ESEBM does not establish how many groups to define and how to scatter groups in the mixnet. Therefore, each vulnerability requires more or fewer adversaries depending on this distribution.

Table 1. Adversaries required in ESEBM for n nodes = k groups × m members.

Vulnerability	Example	Max.	Min.
1. Last group and first node	C1, A2, A5, A6.	m + 1	m
2. Delivery node and following ones	A6, B7, C8, B9	$(k$−1)m + 1	1
3. Delivery node and previous ones	C1...A6	n−m + 1	1
4. Collector nodes	A6, C8, B9	k	k

shows the list of vulnerabilities with the adversaries required in each one. The last two columns depict the maximum and minimum number of adversaries needed in each attack considering the best and worst distribution for each case. Notice that two vulnerabilities requires only one adversary in the worst case (delivery node at the end in type 2 and last group placed at the beginning in type 3). This problem is solved in the new scheme.

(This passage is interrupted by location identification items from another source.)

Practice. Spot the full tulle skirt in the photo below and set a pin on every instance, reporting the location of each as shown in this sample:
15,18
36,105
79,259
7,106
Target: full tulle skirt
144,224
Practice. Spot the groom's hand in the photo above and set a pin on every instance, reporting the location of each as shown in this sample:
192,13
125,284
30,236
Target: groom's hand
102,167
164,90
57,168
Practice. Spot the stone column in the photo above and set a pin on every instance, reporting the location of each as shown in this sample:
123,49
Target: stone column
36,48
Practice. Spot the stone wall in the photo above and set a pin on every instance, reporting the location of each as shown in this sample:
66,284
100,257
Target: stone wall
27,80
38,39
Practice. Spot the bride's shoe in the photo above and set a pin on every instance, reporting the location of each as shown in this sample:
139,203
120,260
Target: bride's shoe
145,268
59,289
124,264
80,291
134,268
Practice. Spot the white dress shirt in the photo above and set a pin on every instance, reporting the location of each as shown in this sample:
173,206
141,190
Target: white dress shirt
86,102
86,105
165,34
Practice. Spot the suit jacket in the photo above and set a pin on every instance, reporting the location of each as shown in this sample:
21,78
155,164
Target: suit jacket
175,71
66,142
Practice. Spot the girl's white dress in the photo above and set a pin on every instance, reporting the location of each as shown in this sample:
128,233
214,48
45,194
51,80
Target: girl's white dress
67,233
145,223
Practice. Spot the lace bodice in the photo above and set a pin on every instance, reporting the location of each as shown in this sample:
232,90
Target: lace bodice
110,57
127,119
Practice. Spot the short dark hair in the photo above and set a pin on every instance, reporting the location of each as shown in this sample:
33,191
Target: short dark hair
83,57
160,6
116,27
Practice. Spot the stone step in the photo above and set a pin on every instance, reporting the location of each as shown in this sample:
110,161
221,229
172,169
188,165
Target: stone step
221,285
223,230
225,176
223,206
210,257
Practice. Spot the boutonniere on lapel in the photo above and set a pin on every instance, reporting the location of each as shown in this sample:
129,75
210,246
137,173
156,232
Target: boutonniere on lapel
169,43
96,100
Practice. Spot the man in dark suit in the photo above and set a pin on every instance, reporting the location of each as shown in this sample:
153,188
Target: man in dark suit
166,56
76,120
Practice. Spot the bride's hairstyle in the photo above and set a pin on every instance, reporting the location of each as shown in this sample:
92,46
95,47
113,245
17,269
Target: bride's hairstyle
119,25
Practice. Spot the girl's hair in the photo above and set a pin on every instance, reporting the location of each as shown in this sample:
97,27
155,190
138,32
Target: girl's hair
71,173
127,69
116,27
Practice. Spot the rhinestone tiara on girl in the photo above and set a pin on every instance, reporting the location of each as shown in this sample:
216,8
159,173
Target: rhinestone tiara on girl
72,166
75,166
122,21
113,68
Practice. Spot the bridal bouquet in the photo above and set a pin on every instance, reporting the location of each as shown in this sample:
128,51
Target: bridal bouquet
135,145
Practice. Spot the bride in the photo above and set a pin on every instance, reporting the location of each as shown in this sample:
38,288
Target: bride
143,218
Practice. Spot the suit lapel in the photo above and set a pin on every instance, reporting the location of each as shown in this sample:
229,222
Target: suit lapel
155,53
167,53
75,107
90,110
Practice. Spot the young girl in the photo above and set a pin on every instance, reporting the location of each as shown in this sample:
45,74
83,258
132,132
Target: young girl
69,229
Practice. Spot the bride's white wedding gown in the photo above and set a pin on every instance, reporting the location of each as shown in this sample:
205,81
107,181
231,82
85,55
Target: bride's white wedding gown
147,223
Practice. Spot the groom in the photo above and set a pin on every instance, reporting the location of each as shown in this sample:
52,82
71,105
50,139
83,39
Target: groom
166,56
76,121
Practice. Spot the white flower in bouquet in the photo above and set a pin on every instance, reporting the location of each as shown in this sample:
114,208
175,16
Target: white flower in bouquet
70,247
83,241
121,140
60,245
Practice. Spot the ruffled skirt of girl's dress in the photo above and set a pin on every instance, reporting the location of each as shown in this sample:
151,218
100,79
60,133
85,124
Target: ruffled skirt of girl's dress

3. Binary-Tree-Fed Mixnets

The new mixnet scheme, BTFM, is detailed below. With the intention of facilitating its understanding, first, an example is shown and then the formal description of the method is undertaken.

3.1. Overview

The presented scheme consists of three stages. The first one allows mix nodes to share secret keys with users but preserve privacy. The second stage configures a fixed permutation on each node of the mixnet. The last stage is the production mode, where users can continuously send messages.

In the first stage, each node is placed at the root of a binary node tree. For each root, the remaining nodes form the branches of the tree. Each user links with each node of the last level (nodes without children), called leaf nodes. Through those links, users send fragments of a key and a label they want to share with the root node. Therefore, each leaf node has a key fragment but needs all the other nodes to unveil the key. All the leaf nodes agree on a permutation and shuffle their fragments with it. Each pair of leaf nodes delivers the batch to its parent node in the next level. Each parent node creates an XOR operation with the key fragments at the same position of the batch. In this level, all the nodes agree on a permutation, which is applied to the result. The process is repeated in each level. When it reaches the root node, all the fragments will build the complete key.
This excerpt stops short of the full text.